Schematic of a basic rectilinear scanning system

Cassen's original rectilinear scanner used calcium tungstate (CaWo_{4}) crystal as the radiation detector. Later systems used a Sodium iodide (NaI) scintillator, as in a gamma camera. The detector must be connected by mechanical or electronic means to an output system. This could be a simple light source over photographic film, dot matrix printer, oscilloscope or television screen.

==Mechanism==
The patient is administered with a radioactive pharmaceutical agent, such as radio-iodine which will naturally collect in the thyroid. The detector moves in a raster pattern over studied area of the patient, making a constant count rate. A collimator restricts detection to a small area directly below its position so that by the end of the scan emission from the whole study area has been detected. The output method is designed such that positional and detection information is maintained.

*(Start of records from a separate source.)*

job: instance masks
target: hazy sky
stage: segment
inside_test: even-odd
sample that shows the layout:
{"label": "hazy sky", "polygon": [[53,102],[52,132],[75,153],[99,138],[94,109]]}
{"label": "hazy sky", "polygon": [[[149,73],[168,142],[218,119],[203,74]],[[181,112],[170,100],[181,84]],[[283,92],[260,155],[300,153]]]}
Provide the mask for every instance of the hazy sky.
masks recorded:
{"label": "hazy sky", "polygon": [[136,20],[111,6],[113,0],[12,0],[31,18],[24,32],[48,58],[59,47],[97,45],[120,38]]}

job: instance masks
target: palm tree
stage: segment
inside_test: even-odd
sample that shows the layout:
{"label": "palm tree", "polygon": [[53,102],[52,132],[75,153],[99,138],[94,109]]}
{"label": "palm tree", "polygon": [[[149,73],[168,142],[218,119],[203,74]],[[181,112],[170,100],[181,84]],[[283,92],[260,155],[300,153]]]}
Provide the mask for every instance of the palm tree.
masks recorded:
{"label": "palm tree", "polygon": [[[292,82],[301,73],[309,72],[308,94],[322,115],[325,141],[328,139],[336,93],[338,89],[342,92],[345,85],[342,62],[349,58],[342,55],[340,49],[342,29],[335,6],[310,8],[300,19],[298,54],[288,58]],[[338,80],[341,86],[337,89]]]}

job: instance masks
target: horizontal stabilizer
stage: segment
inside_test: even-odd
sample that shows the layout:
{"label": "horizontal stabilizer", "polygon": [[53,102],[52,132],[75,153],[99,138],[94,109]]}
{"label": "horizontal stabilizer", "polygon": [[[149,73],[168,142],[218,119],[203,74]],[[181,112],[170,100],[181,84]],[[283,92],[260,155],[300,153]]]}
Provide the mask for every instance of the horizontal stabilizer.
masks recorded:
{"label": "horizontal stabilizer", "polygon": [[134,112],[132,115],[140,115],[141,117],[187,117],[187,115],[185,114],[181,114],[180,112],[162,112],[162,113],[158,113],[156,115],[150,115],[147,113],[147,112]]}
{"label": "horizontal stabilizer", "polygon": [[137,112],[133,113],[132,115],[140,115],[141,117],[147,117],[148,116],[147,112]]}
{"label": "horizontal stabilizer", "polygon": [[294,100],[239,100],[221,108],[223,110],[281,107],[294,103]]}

For example, when using a light source and film the light is moved in tandem with the detector, and the intensity of light produced increases with an increase in activity, producing dark areas on the film.

Disadvantages include the very long imaging time (several minutes) due to the need to separately cover each target area, unlike a gamma camera which has a much larger field of view, and the motion artefacts this can result in.